Pick one tune to collectively tangle at a time.
Pick a baseline tempo for everyone to stick to.
Pick two or three elements of the TangleBox to begin with.
At any point, any Tangler can go rogue and use an element of the TangleBox not chosen by the group. Give them a disdainful stare (obvs!) but then join them if you like!
If you join someone in an improvisation, join their musical world, and interact with each other. Bonus points if you coordinate the exit back to the main tune together.
Frequency of Tangle interventions is key - aim to Tangle at different points in the tune to your neighbour.
Aim to play very well together - even if it turns out you are in canon a few quavers apart (yayy!!) In this case hold out as long as possible before giving in and joining in unison!
Very important: Aim to vary your individual dynamics so that the foreground (Hauptstimme if you will!) and levels underneath are always shifting in focus.
Anyone playing a transposing instrument, play from the same sheet music as your fellow Tanglers and don’t attempt to transpose. Cellists, bassonists and others, read the treble clef as if it is bass clef - swapping periodically to tenor clef to keep it interesting!

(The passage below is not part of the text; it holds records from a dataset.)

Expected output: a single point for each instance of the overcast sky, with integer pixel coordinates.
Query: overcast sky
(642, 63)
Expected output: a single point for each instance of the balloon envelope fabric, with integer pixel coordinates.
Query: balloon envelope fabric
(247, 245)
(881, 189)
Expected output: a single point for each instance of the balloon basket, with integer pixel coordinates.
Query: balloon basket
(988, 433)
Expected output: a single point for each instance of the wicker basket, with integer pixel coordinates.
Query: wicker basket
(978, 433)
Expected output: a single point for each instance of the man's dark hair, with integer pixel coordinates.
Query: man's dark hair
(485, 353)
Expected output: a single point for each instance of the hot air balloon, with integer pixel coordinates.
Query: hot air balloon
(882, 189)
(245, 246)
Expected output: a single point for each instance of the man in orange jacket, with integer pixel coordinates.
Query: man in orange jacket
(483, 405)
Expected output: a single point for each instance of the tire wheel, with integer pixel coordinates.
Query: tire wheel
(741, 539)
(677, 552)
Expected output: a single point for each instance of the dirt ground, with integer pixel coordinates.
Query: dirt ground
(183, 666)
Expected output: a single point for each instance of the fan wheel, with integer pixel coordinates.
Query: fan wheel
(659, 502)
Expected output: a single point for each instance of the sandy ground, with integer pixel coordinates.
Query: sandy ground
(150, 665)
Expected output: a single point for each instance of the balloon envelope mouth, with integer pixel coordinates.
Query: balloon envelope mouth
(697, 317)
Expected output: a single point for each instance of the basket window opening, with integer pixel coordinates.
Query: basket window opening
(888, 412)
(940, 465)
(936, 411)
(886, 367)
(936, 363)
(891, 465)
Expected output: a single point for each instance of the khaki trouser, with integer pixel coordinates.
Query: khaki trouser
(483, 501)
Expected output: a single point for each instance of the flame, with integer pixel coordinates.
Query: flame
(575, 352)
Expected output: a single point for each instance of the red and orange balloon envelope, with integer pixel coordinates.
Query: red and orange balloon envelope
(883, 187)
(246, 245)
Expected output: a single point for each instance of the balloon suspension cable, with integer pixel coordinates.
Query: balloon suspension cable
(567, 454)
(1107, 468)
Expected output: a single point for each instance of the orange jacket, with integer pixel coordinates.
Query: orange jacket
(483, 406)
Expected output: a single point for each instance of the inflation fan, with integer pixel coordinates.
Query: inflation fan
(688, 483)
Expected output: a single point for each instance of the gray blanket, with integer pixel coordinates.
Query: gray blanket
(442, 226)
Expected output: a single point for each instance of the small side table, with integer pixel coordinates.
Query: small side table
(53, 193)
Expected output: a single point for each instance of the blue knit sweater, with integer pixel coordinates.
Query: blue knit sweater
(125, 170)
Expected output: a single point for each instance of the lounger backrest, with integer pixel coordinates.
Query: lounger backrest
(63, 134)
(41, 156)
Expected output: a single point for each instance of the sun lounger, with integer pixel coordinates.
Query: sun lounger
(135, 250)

In Irish music, many tunes have a multiple 8 bar structure. These 8 bar sections (called parts) are often repeated - although sometimes not. In the course of the tune, any Tangler can choose to ‘forget’ to do the repeat, going straight onto the next part.
Tunes are usually repeated in their entirety 2 or 3 times, but more if the groove is good. To keep it going, someone usually roars 'Another round'. This may lead to another round of drinks coming, if the session is in a pub. Double p(o)ints for ALL if this happens!
To change tune, it is customary for the session leader to shout ‘Hup’. This usually comes around 1 - 2 bars before the end of the tune. The session leader can be a rotating role - Irish traditional music is all about sharing the glory!
When you hear the ‘Hup’ listen to where the session leader is in the tune. Keep playing until they reach the end of the tune, then stop abruptly.
The session leader starts a new tune (straight away without missing a beat!).
Listen to the first few bars, identify the new tune, then join in and recommence the mangling on the new tune!
To finish the set (the two tunes you have played), the set leader will again shout ‘Hup’.
Again, listen to where they are in the tune, and follow them onto the last note.
Do not play the same last note as any other Tangler - this is VERBOTEN! Use quarter tones, multiphonics, harmonics etc. and add some sporadic textural movement, but once you have settled on a note, stick to it - no hopping around!
Aim to be the last person playing the last note!!
Keep a track of all your points and bonus points as you go along. Make sure to be generous, but not too generous, when awarding yourself bonus points. Then compare your score with your fellow musicians. The highest and lowest scores are immediately discarded. Include optional passive aggressive squabbling over the middle ground.
Good TangleTrad Tunes:
The Kesh Jig
Haste to the Wedding (Jig)
Whiskey in the Jar - Ballad
The Maid Behind the Bar (Reel)
The Sally Gardens (Reel)
Danny Boy - Ballad
Drowsy Maggie Reel
Cooley’s Reel (both in Eminor!)
Irish Contemporary Composers for Improvisation Inspiration:
Jane O' Leary
Sources of Tunes:
www.thesession.org Brilliant collection of standard and new tunes, constantly updated by the trad community.